Second, define the blast radius. The agent should know which files are in scope, which public contracts cannot change, and which adjacent areas are read-only unless explicitly justified.

Third, define the evidence. The output is not done when the code compiles. It is done when the tests, static checks, manual review notes, and any migration reasoning make the change credible.

Fourth, define the integration path. The larger the change, the more important it is to decide whether the agent should produce a patch, a plan, a focused test, a mechanical refactor, or a throwaway exploration.

The checklist I use is:

  • Intent: Can I state the behavior change in one sentence?
  • Contract: Which public interfaces, data formats, or operational assumptions are touched?
  • Scope: What files may change, and which files are context only?
  • Verification: What would prove the change works and did not drift?
  • Rollback: If this is wrong, how do we recover?
  • Ownership: Who will understand and maintain the result after the agent is gone?

If I cannot answer those questions, the agent is not blocked by lack of prompt quality. It is blocked by lack of engineering clarity.

Where this goes wrong

The common failure is treating agentic coding as a throughput multiplier without adding a review multiplier.

That creates a queue of work that looks finished. The code has comments, tests, and confident structure. But the hidden risk is in the premise: a missed invariant, a subtly changed API shape, a test that asserts the implementation instead of the requirement, or a migration that works only from a clean state.

There is a counterpoint. For small, local, reversible work, heavy framing can be waste. If the task is a documentation typo, a generated type update, or a narrow mechanical rename, the right move is to keep the ceremony small. A principal engineer should not turn every agent interaction into an architecture review.

The judgment is in matching control to risk. Low-risk changes need speed. High-risk changes need boundaries.

What I do now

I split agentic work into four modes.

Exploration mode is read-heavy. The agent maps files, explains call paths, and identifies likely change points. I do not treat its conclusions as truth until I check the evidence.

Draft mode produces a candidate patch. The useful output is not just the diff. It is the reasoning trail: assumptions, changed contracts, and tests.

Mechanical mode is for repetitive edits where the contract is already settled.
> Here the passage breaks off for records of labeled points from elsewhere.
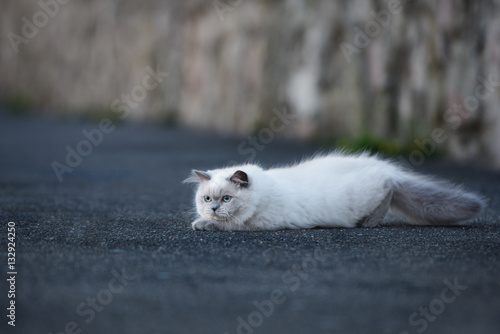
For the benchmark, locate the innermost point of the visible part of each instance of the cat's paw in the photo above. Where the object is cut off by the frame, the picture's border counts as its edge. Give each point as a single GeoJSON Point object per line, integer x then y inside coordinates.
{"type": "Point", "coordinates": [205, 225]}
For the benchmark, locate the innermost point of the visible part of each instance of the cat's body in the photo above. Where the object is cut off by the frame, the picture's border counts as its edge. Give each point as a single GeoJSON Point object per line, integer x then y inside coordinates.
{"type": "Point", "coordinates": [333, 190]}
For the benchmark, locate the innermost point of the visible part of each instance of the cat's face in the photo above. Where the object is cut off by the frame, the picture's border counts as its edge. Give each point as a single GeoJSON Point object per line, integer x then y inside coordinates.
{"type": "Point", "coordinates": [223, 197]}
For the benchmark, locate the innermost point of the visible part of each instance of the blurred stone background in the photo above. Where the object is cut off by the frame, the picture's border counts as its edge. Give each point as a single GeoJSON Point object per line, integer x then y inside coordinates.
{"type": "Point", "coordinates": [418, 73]}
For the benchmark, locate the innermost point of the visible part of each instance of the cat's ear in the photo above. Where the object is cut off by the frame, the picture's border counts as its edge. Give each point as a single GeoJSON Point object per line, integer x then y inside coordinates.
{"type": "Point", "coordinates": [240, 178]}
{"type": "Point", "coordinates": [198, 176]}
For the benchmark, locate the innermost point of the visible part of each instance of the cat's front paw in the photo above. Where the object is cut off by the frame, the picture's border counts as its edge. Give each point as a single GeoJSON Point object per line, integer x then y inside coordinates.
{"type": "Point", "coordinates": [205, 225]}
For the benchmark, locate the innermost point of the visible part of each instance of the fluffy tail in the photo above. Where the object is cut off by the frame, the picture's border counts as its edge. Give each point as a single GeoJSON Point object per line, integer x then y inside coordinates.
{"type": "Point", "coordinates": [426, 201]}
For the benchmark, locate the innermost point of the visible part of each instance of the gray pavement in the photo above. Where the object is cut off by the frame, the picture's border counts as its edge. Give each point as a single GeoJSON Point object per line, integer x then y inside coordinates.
{"type": "Point", "coordinates": [109, 249]}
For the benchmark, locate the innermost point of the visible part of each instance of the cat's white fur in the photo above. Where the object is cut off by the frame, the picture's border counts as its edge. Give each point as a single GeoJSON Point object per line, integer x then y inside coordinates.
{"type": "Point", "coordinates": [333, 190]}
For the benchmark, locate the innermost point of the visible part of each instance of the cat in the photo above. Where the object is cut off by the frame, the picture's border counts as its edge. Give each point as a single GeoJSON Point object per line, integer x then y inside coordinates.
{"type": "Point", "coordinates": [329, 190]}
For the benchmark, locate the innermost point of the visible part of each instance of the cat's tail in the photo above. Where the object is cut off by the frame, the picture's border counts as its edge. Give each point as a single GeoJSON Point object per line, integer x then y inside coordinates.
{"type": "Point", "coordinates": [425, 201]}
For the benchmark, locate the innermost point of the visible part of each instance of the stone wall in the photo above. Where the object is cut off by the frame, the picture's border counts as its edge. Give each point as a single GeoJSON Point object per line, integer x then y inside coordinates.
{"type": "Point", "coordinates": [401, 70]}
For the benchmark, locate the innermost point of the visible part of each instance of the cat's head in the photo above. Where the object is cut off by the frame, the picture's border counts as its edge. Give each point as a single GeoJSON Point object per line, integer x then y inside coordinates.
{"type": "Point", "coordinates": [224, 195]}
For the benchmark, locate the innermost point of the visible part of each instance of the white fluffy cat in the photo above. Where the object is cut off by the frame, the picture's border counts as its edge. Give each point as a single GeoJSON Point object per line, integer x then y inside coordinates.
{"type": "Point", "coordinates": [333, 190]}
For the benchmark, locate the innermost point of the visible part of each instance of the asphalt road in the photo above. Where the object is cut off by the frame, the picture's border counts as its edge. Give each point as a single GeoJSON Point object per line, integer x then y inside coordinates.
{"type": "Point", "coordinates": [110, 250]}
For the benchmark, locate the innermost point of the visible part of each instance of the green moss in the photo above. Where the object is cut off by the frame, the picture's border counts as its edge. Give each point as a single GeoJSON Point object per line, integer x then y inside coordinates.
{"type": "Point", "coordinates": [368, 142]}
{"type": "Point", "coordinates": [19, 104]}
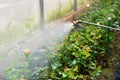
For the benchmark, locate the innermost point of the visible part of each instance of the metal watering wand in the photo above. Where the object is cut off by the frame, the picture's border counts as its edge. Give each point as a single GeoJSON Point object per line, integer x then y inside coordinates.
{"type": "Point", "coordinates": [78, 22]}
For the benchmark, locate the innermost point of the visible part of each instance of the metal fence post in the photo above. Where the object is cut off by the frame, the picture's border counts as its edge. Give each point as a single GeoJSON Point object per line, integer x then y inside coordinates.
{"type": "Point", "coordinates": [108, 41]}
{"type": "Point", "coordinates": [42, 14]}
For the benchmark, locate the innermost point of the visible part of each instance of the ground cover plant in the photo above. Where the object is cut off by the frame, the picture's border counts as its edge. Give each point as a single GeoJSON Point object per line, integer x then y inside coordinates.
{"type": "Point", "coordinates": [82, 54]}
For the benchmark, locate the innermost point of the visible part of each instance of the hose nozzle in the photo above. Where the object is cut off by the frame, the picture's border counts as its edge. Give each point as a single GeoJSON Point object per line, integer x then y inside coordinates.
{"type": "Point", "coordinates": [76, 23]}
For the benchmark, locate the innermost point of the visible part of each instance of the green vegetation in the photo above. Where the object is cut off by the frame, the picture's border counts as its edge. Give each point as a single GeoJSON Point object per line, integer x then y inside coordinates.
{"type": "Point", "coordinates": [82, 54]}
{"type": "Point", "coordinates": [64, 9]}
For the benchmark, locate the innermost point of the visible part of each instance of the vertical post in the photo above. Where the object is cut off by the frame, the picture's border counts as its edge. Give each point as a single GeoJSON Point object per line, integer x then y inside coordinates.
{"type": "Point", "coordinates": [75, 10]}
{"type": "Point", "coordinates": [108, 41]}
{"type": "Point", "coordinates": [75, 5]}
{"type": "Point", "coordinates": [42, 14]}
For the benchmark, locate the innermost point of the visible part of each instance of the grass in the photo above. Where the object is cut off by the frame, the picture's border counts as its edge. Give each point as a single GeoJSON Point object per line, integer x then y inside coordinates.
{"type": "Point", "coordinates": [64, 9]}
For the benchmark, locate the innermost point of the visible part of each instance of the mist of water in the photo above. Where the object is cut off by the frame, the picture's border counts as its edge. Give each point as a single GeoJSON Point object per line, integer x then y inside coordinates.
{"type": "Point", "coordinates": [44, 38]}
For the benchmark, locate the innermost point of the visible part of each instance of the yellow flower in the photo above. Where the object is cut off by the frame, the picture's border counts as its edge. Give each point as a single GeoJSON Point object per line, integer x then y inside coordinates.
{"type": "Point", "coordinates": [26, 52]}
{"type": "Point", "coordinates": [23, 79]}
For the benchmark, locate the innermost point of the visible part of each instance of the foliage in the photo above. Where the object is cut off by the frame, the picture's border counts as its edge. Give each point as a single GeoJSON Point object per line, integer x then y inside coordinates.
{"type": "Point", "coordinates": [76, 58]}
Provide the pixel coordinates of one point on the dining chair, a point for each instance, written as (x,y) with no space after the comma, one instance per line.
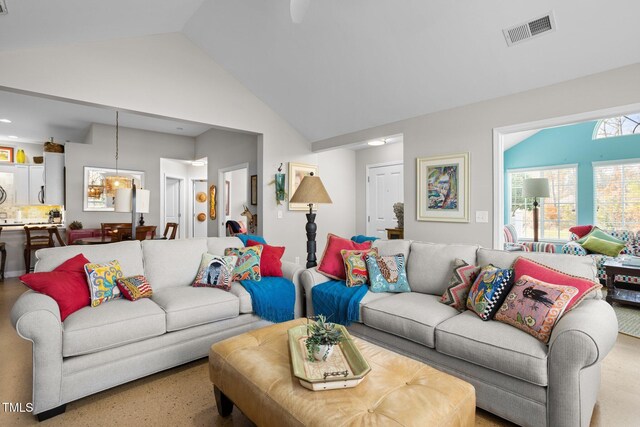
(38,238)
(170,230)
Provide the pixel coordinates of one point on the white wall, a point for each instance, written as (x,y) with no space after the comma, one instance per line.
(139,150)
(371,156)
(470,129)
(169,76)
(224,149)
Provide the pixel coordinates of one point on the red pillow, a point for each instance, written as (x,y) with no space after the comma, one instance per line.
(332,264)
(527,267)
(270,263)
(66,284)
(581,230)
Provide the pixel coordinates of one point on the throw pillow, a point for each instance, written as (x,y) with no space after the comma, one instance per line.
(601,246)
(596,232)
(270,259)
(134,287)
(246,237)
(387,273)
(355,266)
(66,284)
(535,306)
(581,230)
(248,264)
(460,282)
(215,271)
(526,267)
(331,263)
(102,281)
(488,291)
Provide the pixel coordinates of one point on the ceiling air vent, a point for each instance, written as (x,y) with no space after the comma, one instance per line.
(529,30)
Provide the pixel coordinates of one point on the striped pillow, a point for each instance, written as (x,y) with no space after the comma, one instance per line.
(134,287)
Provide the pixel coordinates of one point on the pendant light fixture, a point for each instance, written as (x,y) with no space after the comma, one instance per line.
(114,182)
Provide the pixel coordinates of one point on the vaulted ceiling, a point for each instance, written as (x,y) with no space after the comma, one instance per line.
(354,64)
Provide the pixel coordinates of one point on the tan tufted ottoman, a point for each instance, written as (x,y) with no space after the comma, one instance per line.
(253,371)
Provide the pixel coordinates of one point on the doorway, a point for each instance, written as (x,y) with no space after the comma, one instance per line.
(233,184)
(173,202)
(384,188)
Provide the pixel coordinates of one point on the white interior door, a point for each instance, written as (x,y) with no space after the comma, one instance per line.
(173,203)
(199,228)
(385,187)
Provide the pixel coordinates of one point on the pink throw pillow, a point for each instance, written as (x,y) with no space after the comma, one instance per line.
(527,267)
(331,263)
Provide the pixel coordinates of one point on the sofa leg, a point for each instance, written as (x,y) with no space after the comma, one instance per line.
(51,412)
(223,403)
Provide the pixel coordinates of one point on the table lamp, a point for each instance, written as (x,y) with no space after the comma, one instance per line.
(310,191)
(535,187)
(134,201)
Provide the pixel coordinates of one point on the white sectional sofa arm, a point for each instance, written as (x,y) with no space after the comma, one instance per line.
(310,278)
(580,340)
(292,271)
(36,318)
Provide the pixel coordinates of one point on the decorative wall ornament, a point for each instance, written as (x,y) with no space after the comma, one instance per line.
(213,212)
(297,171)
(443,188)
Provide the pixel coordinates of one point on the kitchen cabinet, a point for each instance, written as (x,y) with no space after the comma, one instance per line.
(36,185)
(21,184)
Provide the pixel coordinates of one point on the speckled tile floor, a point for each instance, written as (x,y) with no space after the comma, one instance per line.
(182,396)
The main review is coverage of all call sites and absence of unrelated edits.

Verification mode asks the agent to attack the change: find missing cases, run checks, compare behavior, and describe residual risk.

This mode separation prevents the worst habit: asking an agent to discover the problem, choose the design, implement the fix, and declare success in one uninterrupted loop.

Closing takeaway

Use agents to increase implementation bandwidth, but spend the saved time on sharper framing, narrower scope, and more serious review.